The -n and -L options to xargs specify how many input words or lines, respectively, should be used for each command invocation.

For example, the command paste <( seq 1 10 ) <( seq 1 10 ) creates two columns of the numbers one through ten.

1	1
2	2
3	3
4	4
5	5
6	6
7	7
8	8
9	9
10	10

This demonstrates the difference between -n and -L:

… | xargs -n 4
1 1 2 2
3 3 4 4
5 5 6 6
7 7 8 8
9 9 10 10
… | xargs -L 4
1 1 2 2 3 3 4 4
5 5 6 6 7 7 8 8
9 9 10 10

Finally, the -I option is used to specify the replacement string, which often is chosen to be {} to mimic find, but can be pretty much any string. By default, the replacement string can be used in up to five arguments. A common use case is when the variable argument is not the last argument to the command, which is not possible with find -exec +.

find . -type f -print0 | xargs -0 -I {} cp {} /tmp

Links

One of the challenges in using find is to determine whether or not to follow symbolic links. By default, find will not follow any symbolic links, whether they are on the command line or encountered during search. The GNU version of find has the -P option to make this behavior explicit.

The -H option causes find to follow symbolic links on the command line only; the -L option will also make it follow symbolic links it encounters during traversal. In both cases, should the link not point to a valid file, the link itself will be used.

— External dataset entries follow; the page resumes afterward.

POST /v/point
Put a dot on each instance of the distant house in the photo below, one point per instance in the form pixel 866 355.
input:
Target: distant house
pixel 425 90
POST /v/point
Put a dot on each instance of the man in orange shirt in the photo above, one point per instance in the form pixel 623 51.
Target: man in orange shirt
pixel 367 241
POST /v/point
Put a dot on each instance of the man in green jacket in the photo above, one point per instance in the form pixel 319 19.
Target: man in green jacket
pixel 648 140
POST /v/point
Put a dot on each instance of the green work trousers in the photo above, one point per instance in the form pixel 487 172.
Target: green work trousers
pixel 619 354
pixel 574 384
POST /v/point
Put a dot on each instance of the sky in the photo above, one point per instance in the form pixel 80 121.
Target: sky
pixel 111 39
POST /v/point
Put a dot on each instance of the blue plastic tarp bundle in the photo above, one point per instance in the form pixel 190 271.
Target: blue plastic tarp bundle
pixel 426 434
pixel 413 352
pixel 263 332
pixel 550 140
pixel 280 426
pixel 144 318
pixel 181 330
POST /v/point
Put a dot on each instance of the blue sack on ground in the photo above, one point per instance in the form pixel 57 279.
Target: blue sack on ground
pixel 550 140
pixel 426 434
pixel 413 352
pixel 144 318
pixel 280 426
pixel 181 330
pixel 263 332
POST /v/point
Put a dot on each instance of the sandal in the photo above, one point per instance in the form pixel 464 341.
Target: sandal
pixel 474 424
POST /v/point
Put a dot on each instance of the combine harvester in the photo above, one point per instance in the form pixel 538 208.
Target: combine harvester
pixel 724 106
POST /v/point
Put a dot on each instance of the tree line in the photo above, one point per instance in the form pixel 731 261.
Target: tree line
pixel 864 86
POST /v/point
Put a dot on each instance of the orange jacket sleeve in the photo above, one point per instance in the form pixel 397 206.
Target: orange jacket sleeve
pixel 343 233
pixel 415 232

The following example demonstrates the different options. In a directory with these files:

file
link -> file
link_dir -> .

finding a regular file depends on the link option used.

$ find -P link_dir -type f
$ find -H link_dir -type f
link_dir/file
$ find -L link_dir -type f
link_dir/file
link_dir/link

Historically, the -follow primary was used for what the -L option implements, but the latter is more consistent and -follow is considered obsolete.

Because symbolic links can span file system boundaries, it is probably advisable to use the -xdev primary to prevent this from happening when the -L option is used. Another name for this option (from AT&T Unix System V) was -mount. The File system type can be matched with the non-standard -fstype and many find implementation also support a -local to avoid traversing network-mounted file systems.

Depth and Pruning

Pruning, i.e., ignoring directories during traversal, is a common operation, which is somewhat complicated by find’s syntax. The basic approach is this:

find startdir \( -name dir1 -o -name dir1 … \) -prune -o …

The -name primary can of course be any other test as well, -path is often used to ignore patterns of directory paths.

Additionally, limiting the depth of the traversal is quite useful and can be achieved by pruning paths or in the GNU version of find the -maxdepth primary.

The following two commands are equivalent.

find . -path '*/*/*/*' -prune -o -print
find . -maxdepth 2

Confusingly, the unrelated -depth primary is not used for limiting find, but to instead do a depth-first search. This results in files in directories being listed before the directories that contain them. This feature was originally useful in conjunction with the cpio backup tool in order to restore files in directories without write permission. The GNU version of find also offers the -d option instead of -depth.

End

This concludes the two part series on Using the find Command Effectively. Despite its somewhat unusual syntax, the find command is very much worth learning. It is a useful tool to locate files, identify changes to the system, and categorize groups of files based on their properties. Together with xargs it can be used to construct powerful pipelines. The Boolean operators that connect the primaries are quite different in syntax from any other Unix command, but also at the root of find’s power.